Companies primed to pivot include boat builders, engineers, fabricators, project managers and providers of shore-based logistics, construction and coatings – just to name a few examples.
Cleaner Downstream?
At the downstream end of the process, the challenge for Louisiana is to stay productive while cutting down on pollution.
The industrial corridor between New Orleans and Baton Rouge produces a lot of energy products and raw materials used for plastics and other products – but it comes at a cost to the environment.
“We do have a tremendous industrial corridor,” said Conner. “We’ll have to spend time figuring out how to keep those activities and yet transition to net lower greenhouse gas.”
One positive, he said, is that the bulk of Louisiana’s greenhouse gas emissions are concentrated in these industrial activities, meaning they can be captured more easily, as opposed to those in a state like California, where 60 percent of the emissions are from transportation.
“That’s very hard to transition,” he said. “You gotta buy a lot of new cars. We can work with the industry, and you’re seeing it already underway. The governor and CF industries, [a manufacturer of nitrogen fertilizers], have an initiative. You see Entergy and Mitsubishi working together to reduce their carbon footprint for power generation. Eric Smith of the Tulane Energy Institute is leading the charge on thinking about industrial processes that might create green hydrogen, methane or ammonia. And we can transport that with our pipeline, rail and barge systems, because we have that infrastructure in Louisiana. And then there’s the Grön Fuels initiative in Port Allen; that’s a great example of taking advantage of our multimodal transportation, expertise and workforce in an infrastructure and then going into a net neutral fuel.”
None of which is to say the transition won’t take a long time and won’t be painful for some – or that the oil and gas industry will be disappearing completely any time soon.

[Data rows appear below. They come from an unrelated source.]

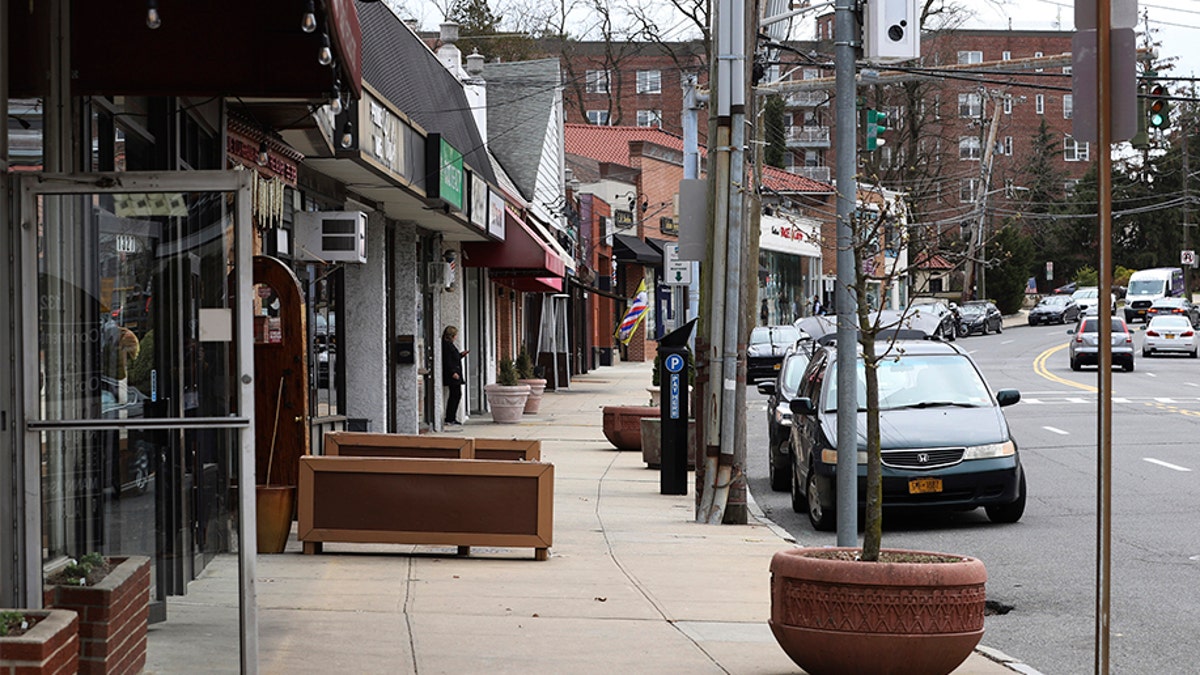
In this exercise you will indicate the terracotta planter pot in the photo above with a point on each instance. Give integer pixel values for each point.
(113, 617)
(537, 388)
(837, 616)
(51, 647)
(507, 402)
(275, 506)
(652, 442)
(623, 428)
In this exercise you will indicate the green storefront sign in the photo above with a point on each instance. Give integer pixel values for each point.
(444, 168)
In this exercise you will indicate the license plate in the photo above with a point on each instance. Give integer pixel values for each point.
(922, 485)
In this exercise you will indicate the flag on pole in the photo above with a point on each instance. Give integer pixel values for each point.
(637, 309)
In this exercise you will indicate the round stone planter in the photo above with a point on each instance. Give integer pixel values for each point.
(652, 442)
(623, 428)
(507, 402)
(845, 616)
(537, 389)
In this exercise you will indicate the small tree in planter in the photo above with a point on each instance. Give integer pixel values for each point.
(112, 596)
(508, 395)
(527, 375)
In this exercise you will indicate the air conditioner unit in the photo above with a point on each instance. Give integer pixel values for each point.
(439, 275)
(331, 236)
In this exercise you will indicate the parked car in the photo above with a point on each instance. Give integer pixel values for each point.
(1170, 333)
(979, 316)
(780, 393)
(1090, 297)
(945, 441)
(1176, 306)
(947, 323)
(765, 353)
(1055, 309)
(1084, 348)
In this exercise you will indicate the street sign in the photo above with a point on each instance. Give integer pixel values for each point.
(675, 270)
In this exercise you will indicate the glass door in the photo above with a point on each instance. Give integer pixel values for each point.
(138, 370)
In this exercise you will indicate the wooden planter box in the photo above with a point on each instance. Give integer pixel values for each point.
(49, 647)
(461, 502)
(360, 444)
(113, 617)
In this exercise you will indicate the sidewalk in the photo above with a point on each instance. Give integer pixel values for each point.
(633, 584)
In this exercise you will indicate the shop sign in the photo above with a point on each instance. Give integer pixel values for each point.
(444, 162)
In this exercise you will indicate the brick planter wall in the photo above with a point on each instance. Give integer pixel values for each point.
(49, 647)
(113, 617)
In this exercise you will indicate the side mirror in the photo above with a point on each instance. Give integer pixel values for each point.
(803, 405)
(1007, 396)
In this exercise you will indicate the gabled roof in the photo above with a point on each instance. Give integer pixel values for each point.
(611, 144)
(405, 71)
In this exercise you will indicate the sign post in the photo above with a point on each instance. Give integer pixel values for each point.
(673, 411)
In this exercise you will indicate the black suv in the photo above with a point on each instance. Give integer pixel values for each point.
(945, 440)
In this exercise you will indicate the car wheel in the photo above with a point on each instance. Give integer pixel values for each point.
(780, 476)
(1011, 512)
(821, 520)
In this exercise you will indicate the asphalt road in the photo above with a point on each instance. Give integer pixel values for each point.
(1045, 565)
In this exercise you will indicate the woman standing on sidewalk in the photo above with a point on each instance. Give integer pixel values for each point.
(451, 372)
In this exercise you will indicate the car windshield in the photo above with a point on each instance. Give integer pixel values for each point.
(1146, 286)
(1169, 323)
(1093, 326)
(918, 381)
(777, 334)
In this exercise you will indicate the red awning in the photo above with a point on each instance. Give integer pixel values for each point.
(211, 48)
(521, 255)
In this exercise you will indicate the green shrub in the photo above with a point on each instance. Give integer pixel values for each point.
(508, 376)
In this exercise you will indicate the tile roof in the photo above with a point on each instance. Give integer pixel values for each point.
(611, 144)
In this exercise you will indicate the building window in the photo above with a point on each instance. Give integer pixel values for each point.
(967, 189)
(969, 148)
(597, 82)
(649, 118)
(1075, 151)
(970, 105)
(649, 82)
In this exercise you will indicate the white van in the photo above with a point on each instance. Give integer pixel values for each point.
(1149, 285)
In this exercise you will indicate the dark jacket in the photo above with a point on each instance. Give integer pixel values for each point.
(451, 363)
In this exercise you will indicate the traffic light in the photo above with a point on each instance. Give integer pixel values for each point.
(876, 124)
(1159, 107)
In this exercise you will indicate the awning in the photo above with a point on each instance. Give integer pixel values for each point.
(213, 48)
(521, 255)
(629, 249)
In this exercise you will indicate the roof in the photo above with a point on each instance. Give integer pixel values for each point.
(611, 144)
(409, 76)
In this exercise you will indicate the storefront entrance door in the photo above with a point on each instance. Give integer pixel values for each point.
(138, 380)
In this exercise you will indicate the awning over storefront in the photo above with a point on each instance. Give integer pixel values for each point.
(629, 249)
(521, 255)
(213, 48)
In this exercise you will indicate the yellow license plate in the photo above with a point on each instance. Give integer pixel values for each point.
(922, 485)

“The hardest sector to decarbonize is transportation,” said Conner. “More than 90 percent of transportation is fueled with petroleum products. And for the world to work, we will need those products and there’ll be demand for them. And there’ll be companies that will be creating value and jobs producing oil. Natural gas has a role in electricity, power generation and other industrial processes like ammonia and fertilizer. And we need to feed the world. And so that’ll always be in demand.
“But I’ve been having these conversations for a couple of years with companies that have been preparing to pivot. They are thinking about a strategy to utilize their expertise, relationships or geographic positioning to [go] where they see the money flow. Look, at the end of the day, this sounds rather barbaric, but money wins.”